Toddlers have an intuitive sense of justice as they prefer to treat others the way they expect themselves to be treated, a research said.
But unlike adults, they are not much interested in doling out punishment. They would rather console a victim, the study showed.
For instance, young children prefer to return lost items to their rightful owners.
"The chief implication is that a concern for others – empathy, for example – is a core component of a sense of justice," said Keith Jensen of University of Manchester.
"This sense of justice based on harm to victims is likely to be central to human prosociality as well as punishment, both of which form the basis of uniquely human cooperation."
Both three- and five-year-old children are just as likely to respond to the needs of another individual – even when that individual is a puppet – as they are to their own.
In human society, cooperation is often encouraged by punishing free-riders. However, earlier studies have shown that chimpanzees do not punish cheaters unless they themselves have been harmed directly.
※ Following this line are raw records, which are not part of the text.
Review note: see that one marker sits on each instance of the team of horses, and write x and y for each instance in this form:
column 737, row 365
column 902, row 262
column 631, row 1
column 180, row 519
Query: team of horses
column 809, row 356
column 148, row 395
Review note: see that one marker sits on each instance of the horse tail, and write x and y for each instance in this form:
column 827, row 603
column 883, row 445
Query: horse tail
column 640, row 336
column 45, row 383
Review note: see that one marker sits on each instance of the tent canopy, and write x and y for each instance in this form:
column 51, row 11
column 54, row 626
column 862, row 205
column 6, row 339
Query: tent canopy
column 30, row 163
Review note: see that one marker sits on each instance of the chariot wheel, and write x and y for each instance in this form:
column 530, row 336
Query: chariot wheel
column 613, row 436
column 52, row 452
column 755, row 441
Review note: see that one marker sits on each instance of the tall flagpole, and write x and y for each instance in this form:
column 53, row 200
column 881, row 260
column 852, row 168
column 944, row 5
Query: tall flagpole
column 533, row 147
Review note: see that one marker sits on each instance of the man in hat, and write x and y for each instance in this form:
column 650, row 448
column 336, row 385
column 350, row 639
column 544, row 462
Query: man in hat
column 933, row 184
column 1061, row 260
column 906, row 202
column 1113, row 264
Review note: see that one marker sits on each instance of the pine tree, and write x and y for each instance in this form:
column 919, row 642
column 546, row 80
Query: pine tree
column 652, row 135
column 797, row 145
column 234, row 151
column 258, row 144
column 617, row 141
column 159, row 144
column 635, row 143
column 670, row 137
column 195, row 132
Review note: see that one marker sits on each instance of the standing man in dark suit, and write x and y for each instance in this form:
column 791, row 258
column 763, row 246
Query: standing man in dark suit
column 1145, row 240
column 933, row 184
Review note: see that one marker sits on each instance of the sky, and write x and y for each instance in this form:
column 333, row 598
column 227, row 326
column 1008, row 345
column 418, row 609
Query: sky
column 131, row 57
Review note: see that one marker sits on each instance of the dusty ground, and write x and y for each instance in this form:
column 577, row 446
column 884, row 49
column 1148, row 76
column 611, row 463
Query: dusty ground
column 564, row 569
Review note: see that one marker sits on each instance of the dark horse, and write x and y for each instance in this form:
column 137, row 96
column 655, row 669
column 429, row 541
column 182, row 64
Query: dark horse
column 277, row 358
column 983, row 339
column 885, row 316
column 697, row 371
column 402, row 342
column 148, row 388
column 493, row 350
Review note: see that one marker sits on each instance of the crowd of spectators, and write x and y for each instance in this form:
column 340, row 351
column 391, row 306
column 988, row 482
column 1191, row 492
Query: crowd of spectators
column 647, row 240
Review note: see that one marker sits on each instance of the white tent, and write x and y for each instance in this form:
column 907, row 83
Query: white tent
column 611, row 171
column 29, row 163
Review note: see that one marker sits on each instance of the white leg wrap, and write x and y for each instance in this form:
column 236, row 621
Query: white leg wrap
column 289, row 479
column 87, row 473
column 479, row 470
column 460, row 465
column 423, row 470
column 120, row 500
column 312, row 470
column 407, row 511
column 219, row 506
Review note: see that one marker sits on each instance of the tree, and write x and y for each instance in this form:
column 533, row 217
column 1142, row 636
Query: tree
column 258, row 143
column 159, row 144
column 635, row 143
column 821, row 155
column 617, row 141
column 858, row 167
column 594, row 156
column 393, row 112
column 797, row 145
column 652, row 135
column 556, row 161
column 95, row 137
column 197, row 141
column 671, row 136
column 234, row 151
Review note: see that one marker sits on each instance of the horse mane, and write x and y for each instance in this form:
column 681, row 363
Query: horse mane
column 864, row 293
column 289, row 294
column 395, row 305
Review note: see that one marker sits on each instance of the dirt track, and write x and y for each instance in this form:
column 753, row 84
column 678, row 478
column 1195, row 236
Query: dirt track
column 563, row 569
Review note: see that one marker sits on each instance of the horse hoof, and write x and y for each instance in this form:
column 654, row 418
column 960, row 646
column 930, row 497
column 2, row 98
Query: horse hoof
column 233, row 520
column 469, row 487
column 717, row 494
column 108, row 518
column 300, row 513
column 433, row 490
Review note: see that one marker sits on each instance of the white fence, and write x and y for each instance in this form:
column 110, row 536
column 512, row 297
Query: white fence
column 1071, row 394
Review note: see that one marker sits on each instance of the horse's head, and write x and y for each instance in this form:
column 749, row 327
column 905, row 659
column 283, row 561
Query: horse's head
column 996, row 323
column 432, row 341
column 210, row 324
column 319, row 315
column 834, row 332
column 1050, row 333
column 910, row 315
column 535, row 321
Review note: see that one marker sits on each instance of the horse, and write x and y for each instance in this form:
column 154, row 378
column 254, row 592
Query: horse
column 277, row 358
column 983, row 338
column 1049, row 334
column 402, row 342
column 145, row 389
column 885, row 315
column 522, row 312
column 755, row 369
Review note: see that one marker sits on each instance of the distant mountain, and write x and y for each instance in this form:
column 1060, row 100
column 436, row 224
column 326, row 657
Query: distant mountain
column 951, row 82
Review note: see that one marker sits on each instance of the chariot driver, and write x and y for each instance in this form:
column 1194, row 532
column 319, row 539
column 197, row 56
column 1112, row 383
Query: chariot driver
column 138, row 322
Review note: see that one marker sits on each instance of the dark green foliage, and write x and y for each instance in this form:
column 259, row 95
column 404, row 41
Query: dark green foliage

To find out what motivates a sense of justice in young children, researchers gave three- and five-year-olds the opportunity to take items away from a puppet that had "taken" them from another.
Those children were as likely to intervene on behalf of a puppet "victim" as they were for themselves. When given a range of options, three-year-olds preferred to return an item than to remove it.
"It appears that a sense of justice centred on harm caused to victims emerges early in childhood."
The results appeared in the journal Current Biology.